Often, entrepreneurs are fueled by passion for their product or service, their love for career independence, and the joy a “winning business” brings. It is not uncommon or surprising that when entrepreneurs do see red flags, such as losing money or overspending, they desire to keep going and push through. But is that the right thing to do?
It depends. A company can do well or do poorly based on how well resources are utilized. Cash flow is a strong indicator of the health of a company and whether it will survive. A rule of thumb for startups to keep in mind is that the initial phases of a business will include losing money until the company can firmly support itself. The balance of this understanding means that as a business owner, one must thoroughly understand the stages the company will go through, and how to build a scalable business so that long-term, the business is profitable.
There are ways to optimize the opportunity for a business to complete the phases of business sustainability. Below we outline 5 ways to avoid running out of capital and staying more than afloat – but instead becoming profitable.
Build a scalable business model
This is probably the most important step to take when starting a new business. Creating a scalable business model allows you to create efficiency before investing large amounts of money or capital into the business. It’s extremely important to not only have a great product and brand, but to also know how to reach your customer base and establish efficient processes to grow your business. Having a scalable business is also attractive to investors.
If you’re unsure of how to build a scalable business, find someone that can
Yes, your scalable business plan is that important. If you can’t create it, ask someone that does have the skill to do it for you.
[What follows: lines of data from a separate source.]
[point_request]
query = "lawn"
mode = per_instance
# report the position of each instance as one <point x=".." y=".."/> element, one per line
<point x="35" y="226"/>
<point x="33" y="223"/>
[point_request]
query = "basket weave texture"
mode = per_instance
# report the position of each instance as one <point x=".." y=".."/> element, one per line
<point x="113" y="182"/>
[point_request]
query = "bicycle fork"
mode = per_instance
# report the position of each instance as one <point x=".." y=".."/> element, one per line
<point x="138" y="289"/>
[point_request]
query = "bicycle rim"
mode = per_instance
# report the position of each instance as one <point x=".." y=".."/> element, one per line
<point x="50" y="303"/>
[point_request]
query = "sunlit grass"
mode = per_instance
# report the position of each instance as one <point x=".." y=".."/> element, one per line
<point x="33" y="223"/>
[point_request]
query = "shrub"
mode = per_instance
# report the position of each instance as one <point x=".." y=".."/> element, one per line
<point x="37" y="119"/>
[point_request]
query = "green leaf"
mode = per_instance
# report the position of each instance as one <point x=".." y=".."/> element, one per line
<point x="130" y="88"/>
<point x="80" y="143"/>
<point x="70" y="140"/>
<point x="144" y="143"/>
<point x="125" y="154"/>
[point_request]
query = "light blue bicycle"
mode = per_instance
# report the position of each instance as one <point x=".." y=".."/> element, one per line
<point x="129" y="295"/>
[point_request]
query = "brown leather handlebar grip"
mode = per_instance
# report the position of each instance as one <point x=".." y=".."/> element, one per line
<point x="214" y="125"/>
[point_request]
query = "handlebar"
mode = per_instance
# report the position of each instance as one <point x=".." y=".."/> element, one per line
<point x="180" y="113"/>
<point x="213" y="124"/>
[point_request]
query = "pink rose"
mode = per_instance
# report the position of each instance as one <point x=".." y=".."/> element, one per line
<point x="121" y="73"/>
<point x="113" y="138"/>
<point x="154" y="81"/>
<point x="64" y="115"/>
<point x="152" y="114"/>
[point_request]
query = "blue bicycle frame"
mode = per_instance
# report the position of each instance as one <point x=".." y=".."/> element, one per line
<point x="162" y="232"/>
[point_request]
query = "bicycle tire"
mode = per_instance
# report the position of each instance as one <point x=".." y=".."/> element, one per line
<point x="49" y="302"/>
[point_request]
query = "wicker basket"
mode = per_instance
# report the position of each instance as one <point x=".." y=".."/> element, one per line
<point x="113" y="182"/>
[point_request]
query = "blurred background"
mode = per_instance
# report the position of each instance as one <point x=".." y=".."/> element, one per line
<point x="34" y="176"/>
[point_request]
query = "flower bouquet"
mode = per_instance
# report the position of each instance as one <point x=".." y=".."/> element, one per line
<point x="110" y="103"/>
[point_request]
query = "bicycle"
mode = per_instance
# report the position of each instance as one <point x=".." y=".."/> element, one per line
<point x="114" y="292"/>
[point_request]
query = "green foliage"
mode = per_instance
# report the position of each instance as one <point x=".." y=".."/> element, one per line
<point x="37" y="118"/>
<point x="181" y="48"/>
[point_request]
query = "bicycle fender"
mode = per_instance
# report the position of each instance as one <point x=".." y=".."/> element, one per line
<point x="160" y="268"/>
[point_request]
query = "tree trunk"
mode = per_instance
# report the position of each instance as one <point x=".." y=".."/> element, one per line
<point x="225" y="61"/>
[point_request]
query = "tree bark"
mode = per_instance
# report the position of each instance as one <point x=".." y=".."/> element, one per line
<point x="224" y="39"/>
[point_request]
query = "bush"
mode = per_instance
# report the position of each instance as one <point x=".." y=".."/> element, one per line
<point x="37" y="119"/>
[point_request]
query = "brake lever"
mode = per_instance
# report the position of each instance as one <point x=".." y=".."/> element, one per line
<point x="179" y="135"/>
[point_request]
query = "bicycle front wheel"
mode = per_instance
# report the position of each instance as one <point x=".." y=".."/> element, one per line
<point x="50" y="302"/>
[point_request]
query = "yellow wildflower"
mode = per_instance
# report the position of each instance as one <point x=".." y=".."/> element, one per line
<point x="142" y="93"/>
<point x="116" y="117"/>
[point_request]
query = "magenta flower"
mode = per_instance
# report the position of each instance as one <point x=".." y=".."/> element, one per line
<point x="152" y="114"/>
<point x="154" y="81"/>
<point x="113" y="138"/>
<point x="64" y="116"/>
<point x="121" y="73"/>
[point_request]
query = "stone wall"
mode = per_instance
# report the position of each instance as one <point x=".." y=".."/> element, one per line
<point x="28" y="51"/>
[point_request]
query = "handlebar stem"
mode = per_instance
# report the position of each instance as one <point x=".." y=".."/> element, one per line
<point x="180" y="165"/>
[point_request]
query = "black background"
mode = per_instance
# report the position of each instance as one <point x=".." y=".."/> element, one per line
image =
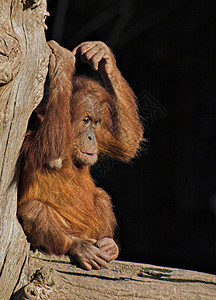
<point x="165" y="201"/>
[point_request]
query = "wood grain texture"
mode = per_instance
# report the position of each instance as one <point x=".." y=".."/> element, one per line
<point x="24" y="57"/>
<point x="56" y="278"/>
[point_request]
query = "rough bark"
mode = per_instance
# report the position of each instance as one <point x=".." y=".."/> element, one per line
<point x="53" y="278"/>
<point x="24" y="57"/>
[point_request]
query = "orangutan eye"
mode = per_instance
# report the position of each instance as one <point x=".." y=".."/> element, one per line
<point x="96" y="123"/>
<point x="86" y="121"/>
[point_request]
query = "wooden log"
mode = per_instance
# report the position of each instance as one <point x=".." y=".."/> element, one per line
<point x="56" y="278"/>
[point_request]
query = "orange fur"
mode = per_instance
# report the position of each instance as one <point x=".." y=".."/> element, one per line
<point x="60" y="207"/>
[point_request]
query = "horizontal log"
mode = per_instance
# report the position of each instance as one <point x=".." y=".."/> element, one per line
<point x="59" y="278"/>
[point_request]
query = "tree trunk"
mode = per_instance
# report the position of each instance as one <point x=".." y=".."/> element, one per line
<point x="24" y="57"/>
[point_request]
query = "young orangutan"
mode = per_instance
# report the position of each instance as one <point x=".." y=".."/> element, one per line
<point x="60" y="208"/>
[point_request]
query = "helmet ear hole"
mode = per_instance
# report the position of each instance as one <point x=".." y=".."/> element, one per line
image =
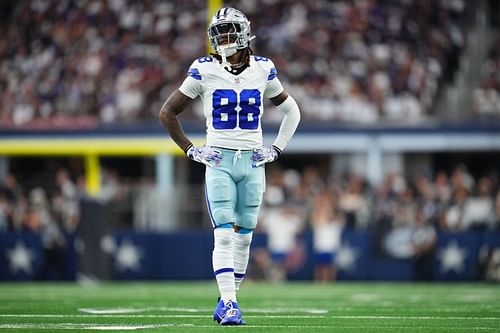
<point x="229" y="28"/>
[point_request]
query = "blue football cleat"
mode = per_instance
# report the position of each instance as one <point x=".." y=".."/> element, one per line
<point x="232" y="314"/>
<point x="219" y="310"/>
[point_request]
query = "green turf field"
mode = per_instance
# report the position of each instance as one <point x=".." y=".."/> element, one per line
<point x="292" y="307"/>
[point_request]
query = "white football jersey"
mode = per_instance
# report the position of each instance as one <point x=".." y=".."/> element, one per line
<point x="232" y="104"/>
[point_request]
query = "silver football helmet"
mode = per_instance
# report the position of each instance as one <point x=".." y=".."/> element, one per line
<point x="229" y="31"/>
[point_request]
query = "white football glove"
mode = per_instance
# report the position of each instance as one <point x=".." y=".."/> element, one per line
<point x="204" y="154"/>
<point x="264" y="155"/>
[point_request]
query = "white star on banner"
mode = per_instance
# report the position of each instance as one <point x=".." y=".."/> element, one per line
<point x="346" y="257"/>
<point x="452" y="257"/>
<point x="128" y="256"/>
<point x="20" y="258"/>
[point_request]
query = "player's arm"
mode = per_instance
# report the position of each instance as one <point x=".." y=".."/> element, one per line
<point x="175" y="104"/>
<point x="286" y="104"/>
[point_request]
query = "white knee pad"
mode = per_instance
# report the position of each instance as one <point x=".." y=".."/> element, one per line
<point x="223" y="238"/>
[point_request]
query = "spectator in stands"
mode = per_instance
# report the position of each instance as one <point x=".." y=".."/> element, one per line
<point x="78" y="64"/>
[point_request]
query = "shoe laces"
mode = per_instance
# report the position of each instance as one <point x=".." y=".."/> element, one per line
<point x="230" y="309"/>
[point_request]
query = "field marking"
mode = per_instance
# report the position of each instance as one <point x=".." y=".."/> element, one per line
<point x="111" y="327"/>
<point x="180" y="309"/>
<point x="30" y="315"/>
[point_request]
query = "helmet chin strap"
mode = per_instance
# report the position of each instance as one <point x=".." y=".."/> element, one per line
<point x="224" y="52"/>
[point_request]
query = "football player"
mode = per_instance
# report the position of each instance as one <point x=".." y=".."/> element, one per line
<point x="232" y="84"/>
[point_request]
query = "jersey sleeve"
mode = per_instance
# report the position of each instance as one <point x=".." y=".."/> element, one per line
<point x="192" y="85"/>
<point x="273" y="87"/>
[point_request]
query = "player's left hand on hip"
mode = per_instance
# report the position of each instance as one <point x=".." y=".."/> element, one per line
<point x="205" y="154"/>
<point x="264" y="155"/>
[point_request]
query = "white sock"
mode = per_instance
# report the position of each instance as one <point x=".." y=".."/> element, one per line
<point x="241" y="251"/>
<point x="223" y="263"/>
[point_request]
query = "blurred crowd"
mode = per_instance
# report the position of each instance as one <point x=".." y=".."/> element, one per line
<point x="487" y="95"/>
<point x="75" y="63"/>
<point x="403" y="214"/>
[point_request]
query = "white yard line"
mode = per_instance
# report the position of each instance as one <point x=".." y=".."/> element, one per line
<point x="110" y="327"/>
<point x="21" y="315"/>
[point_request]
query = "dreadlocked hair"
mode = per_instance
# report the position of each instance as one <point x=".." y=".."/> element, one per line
<point x="246" y="56"/>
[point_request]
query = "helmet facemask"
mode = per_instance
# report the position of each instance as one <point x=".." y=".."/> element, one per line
<point x="229" y="32"/>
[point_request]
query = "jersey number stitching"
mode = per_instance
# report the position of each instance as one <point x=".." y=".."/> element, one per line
<point x="228" y="112"/>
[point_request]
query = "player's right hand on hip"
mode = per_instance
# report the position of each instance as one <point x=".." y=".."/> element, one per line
<point x="261" y="156"/>
<point x="205" y="154"/>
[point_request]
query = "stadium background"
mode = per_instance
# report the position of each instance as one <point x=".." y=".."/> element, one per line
<point x="398" y="147"/>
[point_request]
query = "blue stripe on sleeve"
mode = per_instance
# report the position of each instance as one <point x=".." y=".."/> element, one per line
<point x="194" y="73"/>
<point x="272" y="74"/>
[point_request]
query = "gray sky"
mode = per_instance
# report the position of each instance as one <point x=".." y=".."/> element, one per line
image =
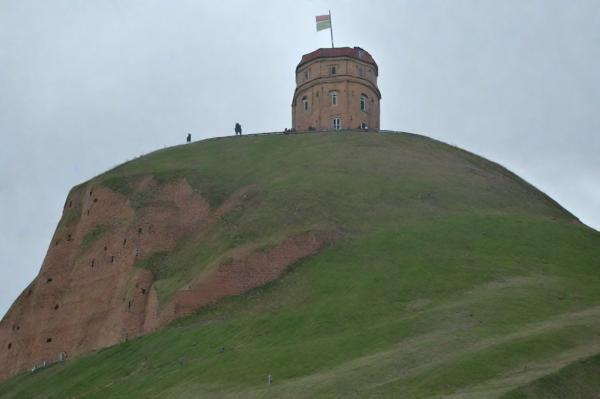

Set your limits before you get in the weeds of the business
Know when to keep pushing through business challenges and know when to call it quits. Too often, startups are pushed to the limits and performance ironically does the opposite of “keeping the faith” and fails. How much of your personal money are you willing to invest? How much time are you willing to invest before the company takes off? What are the measurable goals you plan to achieve? These are just a few of the points to address and know where your boundaries are set.
Focus on Cash Position
There are many key performance indicators that can guide managing a business, and your business model will determine which are most appropriate. However, particularly in early stages, the cliché “cash is king” take on higher meaning. New businesses need laser focus on how much cash they have, how their current expense level translates to the draining of that cash, and how each and every decision impact both. Both strategic and tactical planning needs to be cash focused, or a business can find itself in the doomsday scenario of running out of cash.
Do your homework on viable sources of funding
There are plenty of options to seek funding from, and not all are equal. Family and friends, angel investors, venture capitalists, and even your own funding are all possible ways to get your business in motion. Find the right option that will allow your business to expand through plenty of research and asking plenty of questions.
The bottom line is starting a business brings its fair share of ups and downs and risks and rewards. As an entrepreneur, it’s up to you utilize your resources, intuition and money management skills to manage both. A rule of thumb is to aim for realistic financial goals that will not cost your new business too much long-term, and try your best to plan, plan and plan!